Some months back, Motorcyclist magazine did a two part story on motorcycle helmets and how protective various helmets were, measuring impact forces transmitted to the head while comparing their findings against the rating standards such as DOT and Snell. If you haven’t read these articles, you really should. Of course, there’s a lot more of you exposed to possible injury than just your head and the January issue of Cycle World has an article on body armor, those products that attempt to give the rest of your body a better chance of surviving the impacts and abrasions common to motorcycle accidents.
As with a helmet, there is a dramatic difference in injury levels between those wearing some protection versus the shirt and bluejean crowd. Even regular denim wears through quickly in any slide and we know what’s left after that, goodbye skin, muscle and bone. However not all areas of your body are equally vulnerable. Based on the work of Dr. Robert Woods, who analyzed clothing from numerous motorcycle accidents, the body has been divided into four zones. Zone 1 areas get high impact and abrasion, Zone 2 less and so on until Zone 4 which receives practically none. Protect the vulnerable areas and you’re far more likely to survive and lessen the injuries compared to the less protected rider. Most vulnerable areas are no surprise: elbows, shoulders, knees and hips. Chest and back need both abrasion and impact protection and don’t forget your hands, knuckles need protection as do palms during any slide. The repeated findings in any test show heavy leather to be the most abrasion resistant material followed by the newer synthetics like Kevlar and then thin leather.
Unlike helmets, there are no U.S. standards and the European CE standards are open to some disagreement as to how they apply. And, as we saw in the helmet study, standards aren’t always the best way to judge protective qualities.
What’s a rider to do? Use your head. Realize, any protection is better than none but no protection can make you invincible. Unlike a car, you have no crush zone to absorb high impact and your deceleration will be extremely rapid if hitting a solid object, armor or no armor. Body armor can offer a lot of extra help in the sliding and tumbling accidents bikers may experience. It can help a lot in the bike to ground direction in lower speed accidents that are very common. If you insist on riding aggressively at high speeds, a full on racing suit like racers wear along with great physical conditioning gives you a fighting chance.
The same companies that make armor for the racers, offer it for the street, too. Also, Icon, a street rider oriented company, makes a nice line of body armor, including vest, elbow , knee/shin guards and shorts. All of these products are in addition to the jacket and pants you normally wear, many of which contain armor of their own.
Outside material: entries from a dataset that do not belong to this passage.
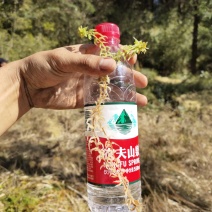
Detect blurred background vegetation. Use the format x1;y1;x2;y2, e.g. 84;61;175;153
0;0;211;76
0;1;212;212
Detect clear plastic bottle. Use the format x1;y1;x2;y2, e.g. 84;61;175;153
84;23;141;212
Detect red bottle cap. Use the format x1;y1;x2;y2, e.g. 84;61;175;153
95;22;120;40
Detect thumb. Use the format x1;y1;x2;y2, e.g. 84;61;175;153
50;48;117;76
73;54;117;76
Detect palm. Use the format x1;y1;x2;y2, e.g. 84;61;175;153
22;46;91;109
31;72;84;109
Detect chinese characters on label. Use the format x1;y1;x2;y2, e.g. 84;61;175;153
86;137;141;185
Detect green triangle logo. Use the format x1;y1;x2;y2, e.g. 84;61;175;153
116;109;132;124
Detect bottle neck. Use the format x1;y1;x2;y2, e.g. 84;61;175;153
101;37;120;54
102;37;120;47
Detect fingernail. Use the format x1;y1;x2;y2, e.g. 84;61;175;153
99;58;116;72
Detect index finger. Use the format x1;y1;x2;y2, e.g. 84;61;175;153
127;54;137;65
133;70;148;88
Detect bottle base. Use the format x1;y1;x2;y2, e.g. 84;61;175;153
89;204;134;212
87;181;141;212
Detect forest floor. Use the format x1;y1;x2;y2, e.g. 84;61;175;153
0;74;211;212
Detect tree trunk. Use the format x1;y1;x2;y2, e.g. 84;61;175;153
191;0;200;74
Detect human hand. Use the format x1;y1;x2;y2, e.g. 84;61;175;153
21;44;147;109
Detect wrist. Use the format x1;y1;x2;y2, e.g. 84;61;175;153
0;60;31;135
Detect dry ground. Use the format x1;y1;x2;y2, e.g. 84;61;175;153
0;90;211;212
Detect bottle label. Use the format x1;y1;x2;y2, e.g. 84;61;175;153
85;102;141;185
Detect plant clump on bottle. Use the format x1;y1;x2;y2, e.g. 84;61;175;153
79;26;147;212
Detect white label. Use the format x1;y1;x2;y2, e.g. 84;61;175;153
85;103;138;139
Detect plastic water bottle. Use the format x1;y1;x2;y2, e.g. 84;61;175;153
84;23;141;212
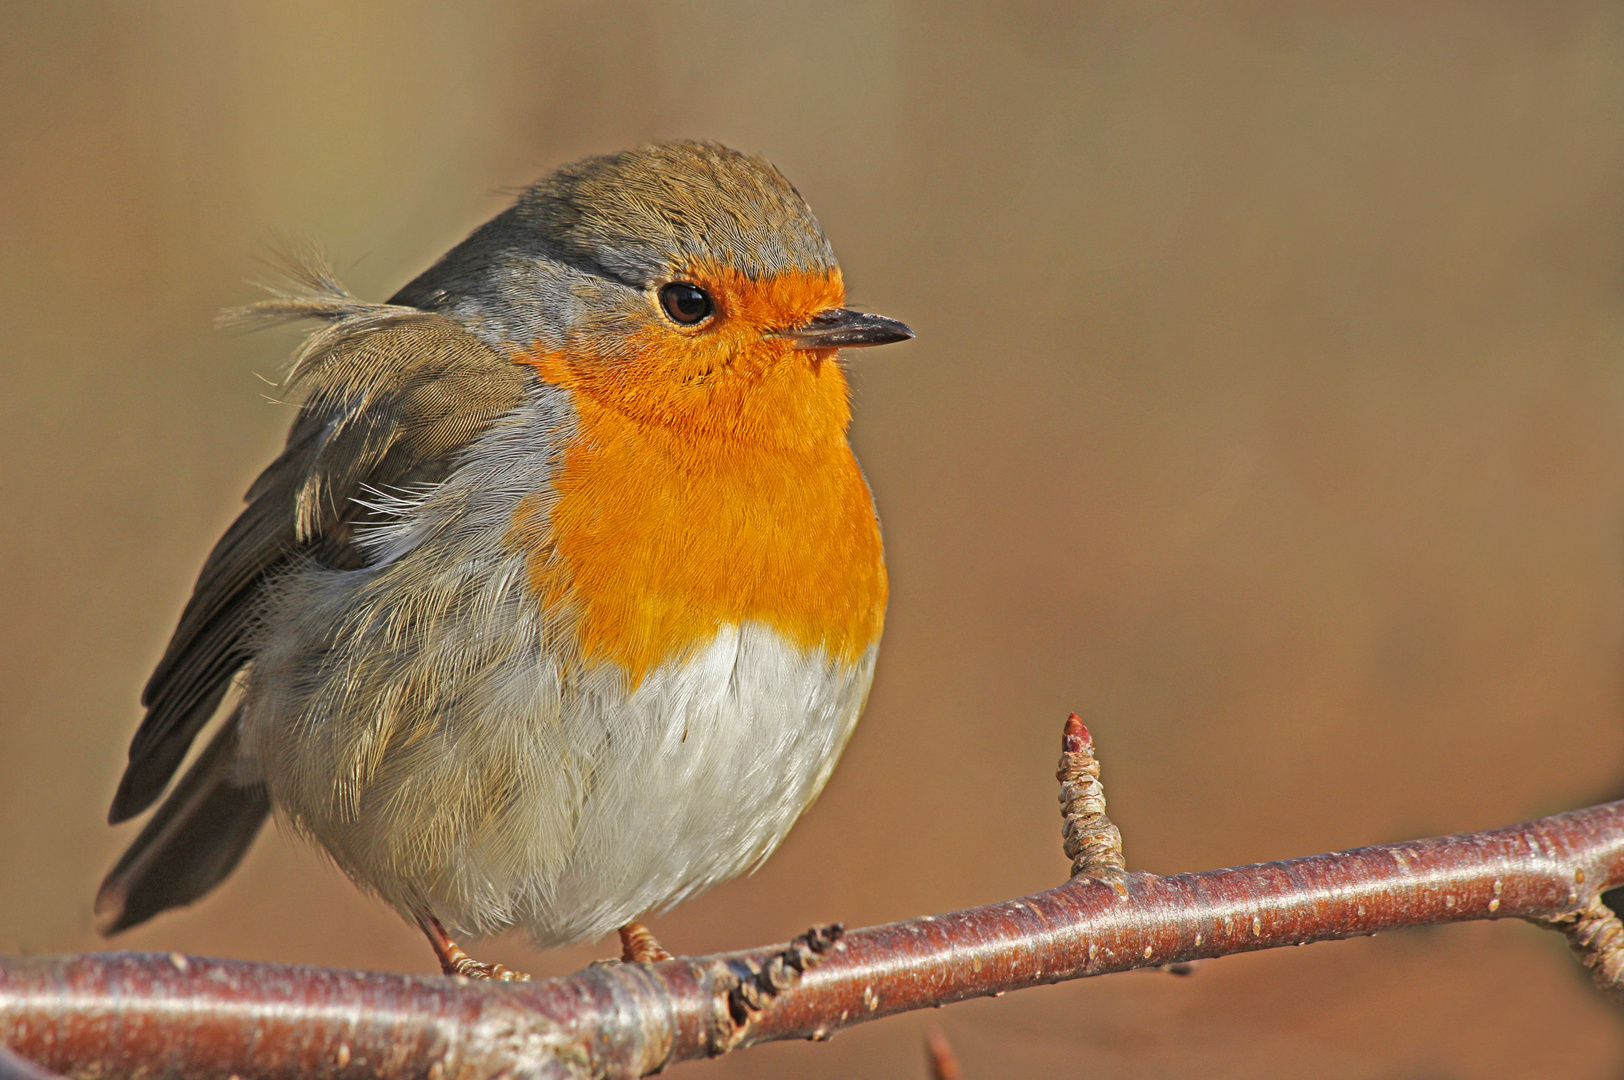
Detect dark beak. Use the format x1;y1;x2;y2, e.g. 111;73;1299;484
785;308;914;349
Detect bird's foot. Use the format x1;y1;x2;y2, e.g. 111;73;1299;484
445;954;531;981
619;921;672;963
418;914;531;981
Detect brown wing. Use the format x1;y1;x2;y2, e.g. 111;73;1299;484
108;297;530;823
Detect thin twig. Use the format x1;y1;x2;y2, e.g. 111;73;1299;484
924;1028;963;1080
5;718;1624;1079
5;803;1621;1079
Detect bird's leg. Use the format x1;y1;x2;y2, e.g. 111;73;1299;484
618;921;672;963
417;915;531;981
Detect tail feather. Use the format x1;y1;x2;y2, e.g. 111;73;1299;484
96;711;270;935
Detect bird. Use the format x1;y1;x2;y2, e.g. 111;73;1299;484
95;140;913;978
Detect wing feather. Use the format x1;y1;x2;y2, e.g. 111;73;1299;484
110;284;530;823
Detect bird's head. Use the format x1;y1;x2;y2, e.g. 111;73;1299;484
393;141;911;444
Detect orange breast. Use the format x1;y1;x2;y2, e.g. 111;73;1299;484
510;337;886;687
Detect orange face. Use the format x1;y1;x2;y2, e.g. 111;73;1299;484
519;260;850;444
511;262;888;687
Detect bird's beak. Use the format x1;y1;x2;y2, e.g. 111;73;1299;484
785;308;914;349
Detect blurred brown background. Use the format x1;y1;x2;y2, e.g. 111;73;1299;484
5;1;1624;1076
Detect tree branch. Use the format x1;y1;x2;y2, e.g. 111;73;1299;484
4;718;1622;1078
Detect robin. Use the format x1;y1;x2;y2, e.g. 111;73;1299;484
95;141;912;978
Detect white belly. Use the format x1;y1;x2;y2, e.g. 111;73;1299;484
513;624;873;946
243;590;873;945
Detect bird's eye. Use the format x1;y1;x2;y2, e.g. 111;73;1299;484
659;282;714;326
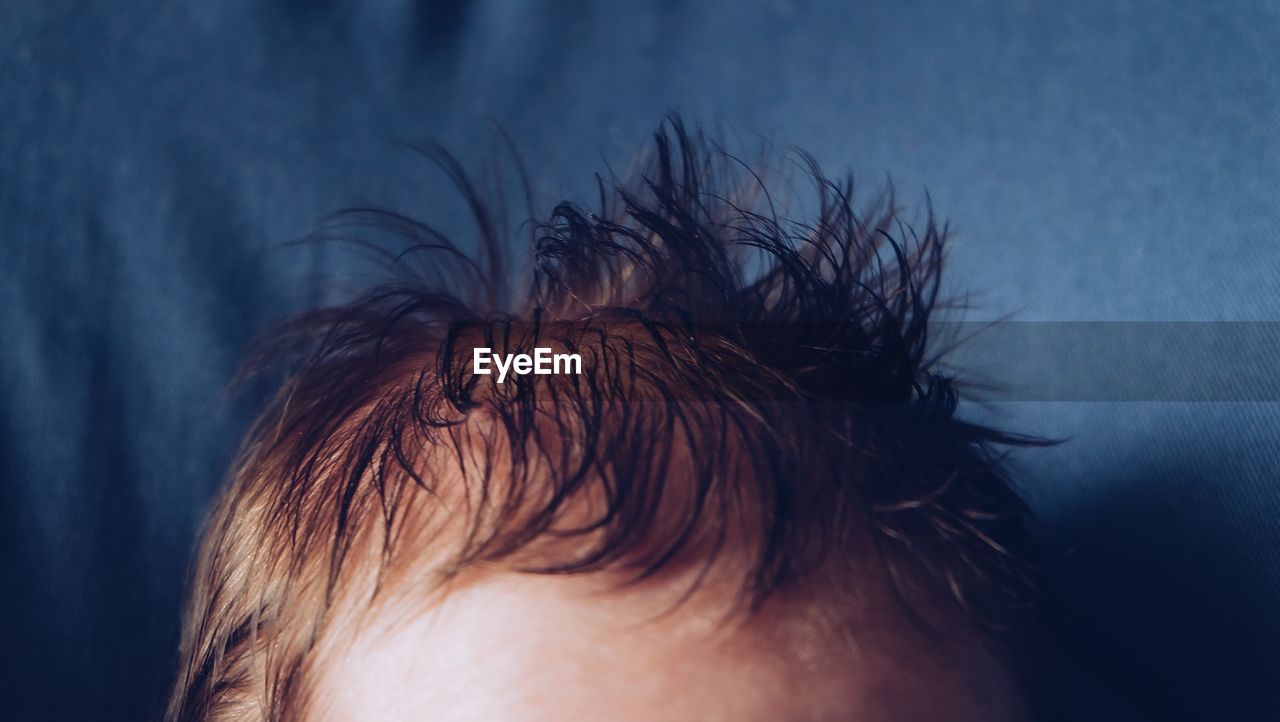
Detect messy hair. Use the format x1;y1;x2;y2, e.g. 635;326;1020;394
169;119;1045;721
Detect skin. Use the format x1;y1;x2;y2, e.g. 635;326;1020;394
309;561;1026;722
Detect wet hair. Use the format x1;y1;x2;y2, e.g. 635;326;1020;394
169;119;1046;721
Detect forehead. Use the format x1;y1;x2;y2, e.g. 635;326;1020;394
310;567;1024;722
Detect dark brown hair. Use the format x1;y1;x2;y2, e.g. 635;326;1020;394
169;119;1045;721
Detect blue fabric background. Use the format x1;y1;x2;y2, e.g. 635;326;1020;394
2;2;1277;720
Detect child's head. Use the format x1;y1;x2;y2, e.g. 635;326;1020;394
171;121;1043;721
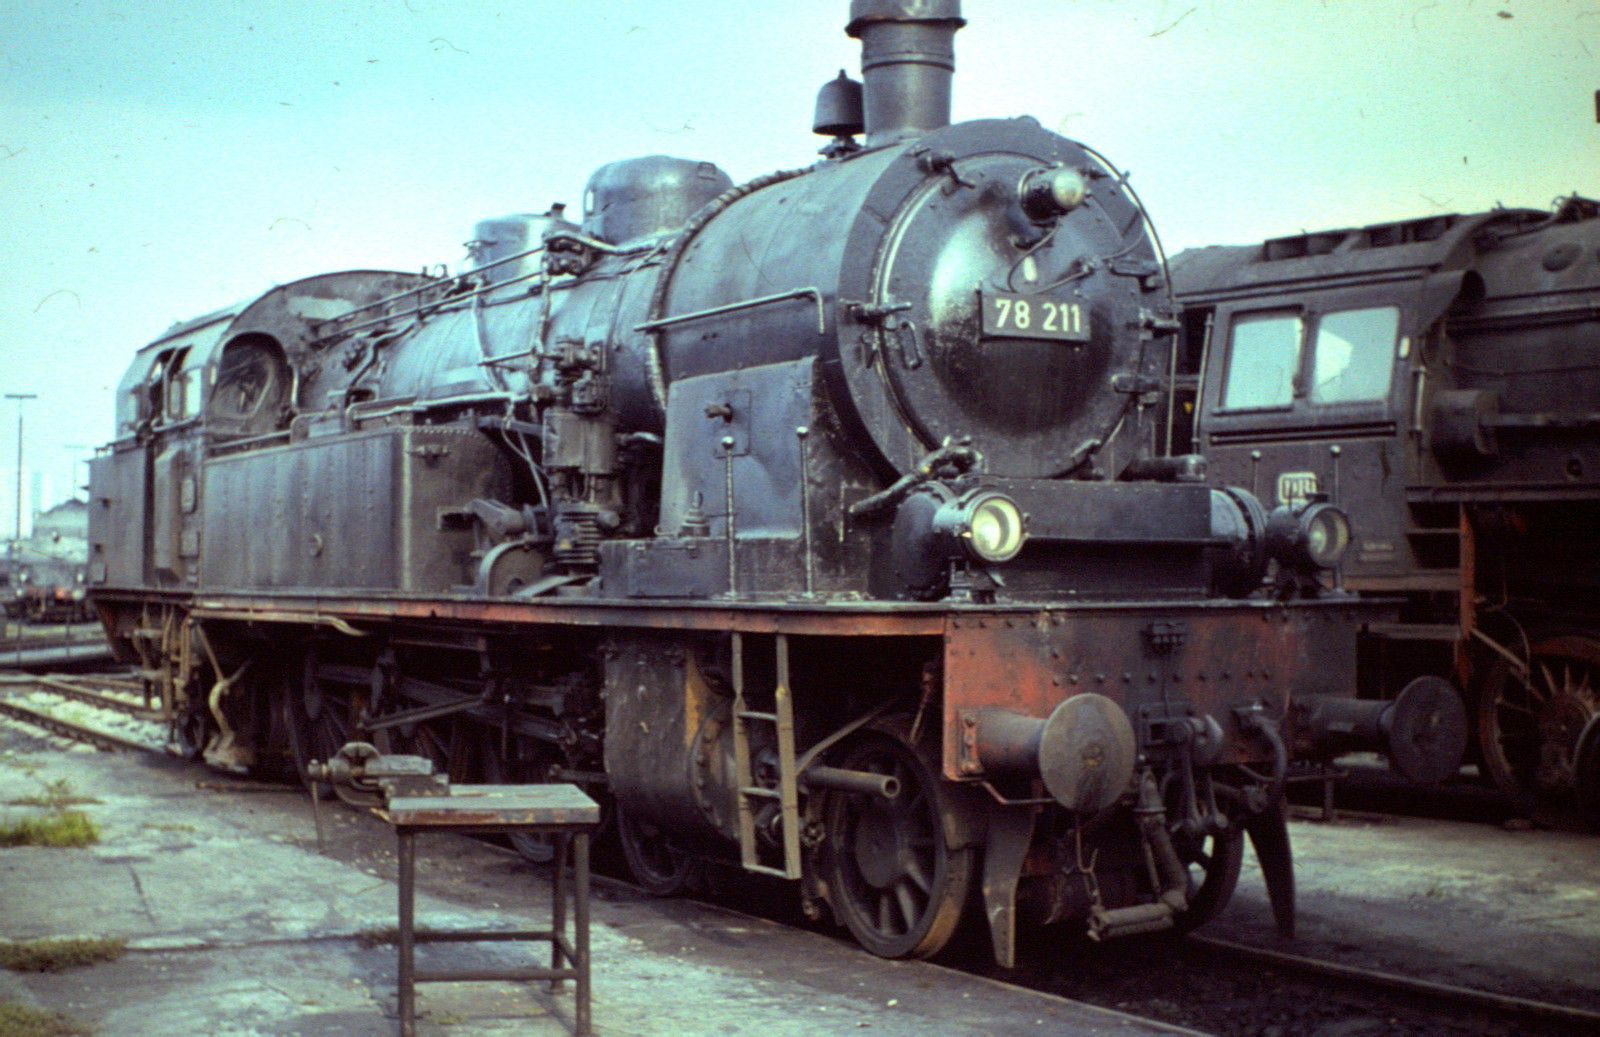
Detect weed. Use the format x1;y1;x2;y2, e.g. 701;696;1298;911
6;778;100;810
0;998;80;1035
0;810;99;848
0;936;126;973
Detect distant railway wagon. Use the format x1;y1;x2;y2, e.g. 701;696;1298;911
1172;196;1600;821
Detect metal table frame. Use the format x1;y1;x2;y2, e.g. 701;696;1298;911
387;784;600;1036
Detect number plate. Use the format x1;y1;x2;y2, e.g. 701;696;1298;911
979;290;1090;343
1276;471;1319;507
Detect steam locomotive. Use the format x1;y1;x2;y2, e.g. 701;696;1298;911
4;499;91;624
87;1;1391;963
1171;193;1600;821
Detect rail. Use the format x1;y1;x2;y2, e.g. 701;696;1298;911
0;697;155;753
1186;934;1600;1031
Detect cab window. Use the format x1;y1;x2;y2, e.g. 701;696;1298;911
1310;307;1399;404
144;347;206;424
1220;305;1399;412
161;348;195;420
1221;312;1300;410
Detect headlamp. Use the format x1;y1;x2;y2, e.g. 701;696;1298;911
1019;166;1090;223
936;490;1028;563
1267;499;1351;571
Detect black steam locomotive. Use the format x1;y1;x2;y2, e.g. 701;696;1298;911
87;1;1387;962
1172;193;1600;820
5;499;92;624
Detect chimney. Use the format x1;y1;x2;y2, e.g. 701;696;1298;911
845;0;965;146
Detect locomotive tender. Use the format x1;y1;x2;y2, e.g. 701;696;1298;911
1172;193;1600;819
88;1;1384;963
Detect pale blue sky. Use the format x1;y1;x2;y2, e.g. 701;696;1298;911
2;0;1594;532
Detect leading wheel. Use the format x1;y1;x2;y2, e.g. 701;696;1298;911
1479;634;1600;808
824;730;974;959
1171;825;1245;932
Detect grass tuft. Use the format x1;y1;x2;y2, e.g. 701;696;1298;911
0;998;81;1034
0;810;99;848
5;778;101;811
0;936;126;973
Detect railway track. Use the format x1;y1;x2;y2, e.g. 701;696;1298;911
0;628;114;671
0;671;166;754
1181;934;1600;1034
983;923;1600;1036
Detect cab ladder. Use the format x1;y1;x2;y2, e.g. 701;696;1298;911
730;631;802;879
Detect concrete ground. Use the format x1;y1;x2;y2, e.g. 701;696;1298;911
0;738;1193;1036
1214;801;1600;1010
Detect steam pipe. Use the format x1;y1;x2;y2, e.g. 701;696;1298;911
802;764;901;799
846;0;965;145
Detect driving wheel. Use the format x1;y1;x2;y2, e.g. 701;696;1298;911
617;805;699;896
284;668;351;800
483;736;561;863
1479;633;1600;808
824;729;974;959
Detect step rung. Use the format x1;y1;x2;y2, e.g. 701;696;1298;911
740;786;779;799
737;710;778;723
743;861;797;880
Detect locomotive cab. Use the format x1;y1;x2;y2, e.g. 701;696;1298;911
1176;197;1600;812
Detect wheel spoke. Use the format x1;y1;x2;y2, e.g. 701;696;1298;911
1531;663;1558;703
904;854;932;895
894;883;920;931
1172;824;1244;933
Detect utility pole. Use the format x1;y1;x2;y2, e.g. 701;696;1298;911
5;393;38;550
63;443;90;502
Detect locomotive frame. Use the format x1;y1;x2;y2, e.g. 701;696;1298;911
87;0;1390;964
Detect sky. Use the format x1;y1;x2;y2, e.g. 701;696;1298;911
2;0;1595;536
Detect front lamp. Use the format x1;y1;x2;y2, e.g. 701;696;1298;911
937;491;1028;563
1267;499;1351;571
1019;165;1090;223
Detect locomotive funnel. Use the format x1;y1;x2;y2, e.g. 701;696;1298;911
846;0;965;145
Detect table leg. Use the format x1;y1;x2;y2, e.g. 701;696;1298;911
551;832;569;989
397;828;416;1036
576;830;591;1037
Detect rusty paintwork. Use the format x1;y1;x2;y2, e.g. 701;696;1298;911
942;601;1363;781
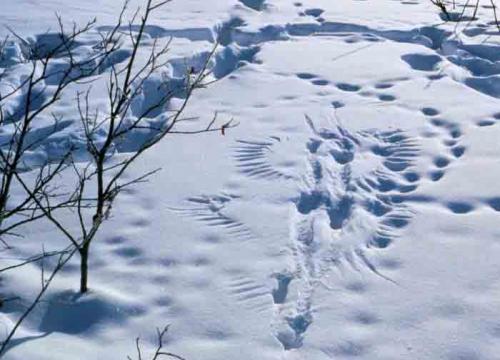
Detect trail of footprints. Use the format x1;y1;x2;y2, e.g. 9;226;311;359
421;108;500;215
423;108;465;183
4;0;498;166
295;72;410;106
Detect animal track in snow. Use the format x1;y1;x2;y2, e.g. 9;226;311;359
272;110;474;349
233;138;295;180
331;100;345;109
303;8;325;18
272;272;293;305
271;117;424;350
182;110;472;351
477;119;496;127
98;18;500;100
173;108;473;351
425;115;466;182
401;53;443;71
475;112;500;128
301;117;419;254
169;194;255;242
374;82;395;89
226;275;270;313
238;0;266;11
336;82;361;92
233;19;499;98
421;107;440;117
295;72;331;88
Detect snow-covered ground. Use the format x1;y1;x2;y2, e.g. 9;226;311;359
1;0;500;359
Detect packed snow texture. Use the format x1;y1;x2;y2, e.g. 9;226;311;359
1;0;500;359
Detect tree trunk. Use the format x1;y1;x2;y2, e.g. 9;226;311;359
80;245;89;293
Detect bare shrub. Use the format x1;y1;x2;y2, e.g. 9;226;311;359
430;0;500;30
128;325;186;360
0;0;233;354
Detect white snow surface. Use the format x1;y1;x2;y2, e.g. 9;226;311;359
1;0;500;359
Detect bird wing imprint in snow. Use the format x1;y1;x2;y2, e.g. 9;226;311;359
271;117;421;350
296;116;419;274
169;113;469;350
232;138;295;180
168;193;255;242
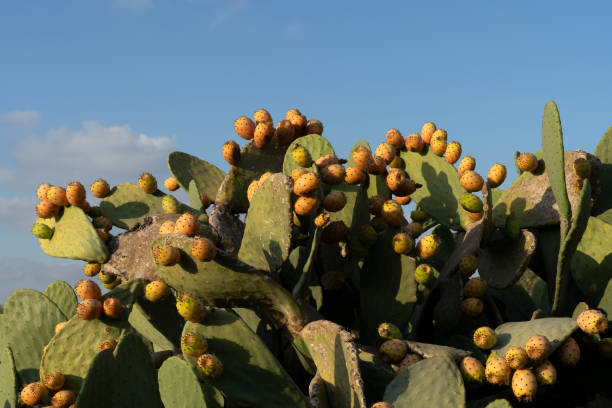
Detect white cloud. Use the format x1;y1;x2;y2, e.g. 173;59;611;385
0;196;36;231
0;110;40;127
12;120;177;187
112;0;151;9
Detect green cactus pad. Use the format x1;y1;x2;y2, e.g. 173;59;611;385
542;100;571;219
0;289;67;385
360;227;417;344
592;125;612;220
74;349;116;407
152;234;304;334
113;332;164;407
128;296;184;351
300;320;367;408
0;347;18;408
158;356;223;408
383;352;465;407
283;133;336;176
188;180;204;212
217;139;287;212
37;206;109;263
40;280;145;392
477;230;537;289
44;281;78;318
168;151;225;201
516;268;550;314
404;340;470;362
357;348;395;404
597;278;612;316
439;220;483;279
100;182;198;229
233;307;281;359
182;311;310;408
309;371;330;408
485;399;512;408
491;317;577;358
399;147;471;230
571;216;612;297
237;173;293;273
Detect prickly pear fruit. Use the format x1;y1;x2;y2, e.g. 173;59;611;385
323;191;347;212
43;371;65;391
410;209;428;222
314;213;331;228
459;356;485;389
577;309;608;334
445;141;462;163
395;195;411;205
320;164;346;185
511;369;538;402
20;382;48;406
379;339;408;363
516;152;539;172
103;297;123;319
473;326;497;349
572;157;591;179
153;245;181;266
103;277;121;290
181;331;208;356
460;193;484;213
197;353;223;379
292;144;313;167
421;122;436;144
466;209;483;222
414;264;434;284
461;297;484;317
79;199;91;213
289;113;307;136
344;166;366;185
222;140;241;165
416;234;441;259
463;277;487;297
234;115;255;140
371;402;393;408
159;220;175;235
392;232;413;255
32;223;53;239
459;254;478;279
397;354;423;373
164;176;180;191
66;181;86;207
176;293;206;323
160;195;180;214
533;360;557;386
367;196;386;216
460;170;485;192
99;339;118;352
253;108;272;124
505;346;529;369
52;389;76;407
525;335;552;363
275;119;295;145
457;156;476;177
254;121;273;148
98;271;117;285
36;199;60;219
192;237;216;262
290;168;308;183
76;298;103;320
487;163;507;188
378;322;402;340
485;356;511;386
315;154;341;169
174;213;199;237
247;179;260;202
431;128;447;142
145;280;171;302
92;216;112;231
367;156;387;175
45;185;68;207
75;279;102;300
306;119;323;135
97;228;111;243
138;172;158;194
429;137;447;157
352;146;372;170
405;133;424;152
321;221;348;244
286;108;301;119
293;196;320;216
55;321;67;334
374;142;396;164
91;178;111;198
36;183;52;201
388;155;404;170
406;222;423;238
384;128;404;150
381;200;403;227
293;173;320;196
555;337;580;366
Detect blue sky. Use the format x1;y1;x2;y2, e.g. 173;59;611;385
1;0;611;302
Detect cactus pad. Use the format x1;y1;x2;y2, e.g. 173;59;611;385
37;206;109;263
283;134;336;176
571;215;612;297
300;320;367;408
158;356;222;408
168;151;225;201
44;280;78;318
128;296;184;351
74;349;116;407
0;347;18;408
182;311;310;408
592;125;612;220
238;173;293;273
404;340;470;362
542;100;571;218
383;352;465;407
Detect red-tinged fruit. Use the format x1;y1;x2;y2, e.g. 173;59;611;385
181;331;208;356
20;382;48;406
75;279;102;300
505;346;529;369
234;115;256;140
51;389;76;408
99;339;118;352
385;128;404;150
66;181;86;207
222;141;241;166
36;200;60;219
103;297;123;319
192;236;216;262
473;326;497;349
76;299;102;320
196;353;223;379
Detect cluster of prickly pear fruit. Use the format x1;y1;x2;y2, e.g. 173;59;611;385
3;101;611;407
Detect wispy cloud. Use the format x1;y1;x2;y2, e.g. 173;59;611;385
0;110;40;127
12;120;177;188
112;0;151;10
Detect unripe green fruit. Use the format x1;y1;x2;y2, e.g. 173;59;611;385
197;353;223;379
414;264;434;284
292;145;313;167
392;232;413;255
460;193;483;213
459;254;478;279
377;322;402;340
410;209;428;222
176;293;206;323
138;172;158;194
32;223;53;239
161;195;181;213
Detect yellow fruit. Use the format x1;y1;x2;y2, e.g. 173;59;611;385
405;133;424;152
234;116;256;140
516;152;539;172
421;122;436;144
293;196;320;216
254;122;274;148
164;177;180;191
352;146;372;170
392;232;413;254
457;156;476;177
253;108;272;124
174;213;200;236
381;200;403;227
430;138;447;157
191;237;216;262
385;128;404;151
460;170;485;192
222;140;241;165
445;141;462;164
344;166;366;185
306;119;323;135
487;163;507;187
293;173;320;196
Few of us will wear all of the protective products available but take a realistic approach and judge the type of riding you do. Some of you are far more likely to need this armor than others but even the less aggressive rider will wish for the best protection possible in that instant when they see a crash is inevitable. Body armor is more comfortable and high tech these days so don’t dismiss it entirely. There might be a day you’ll be very glad you have it.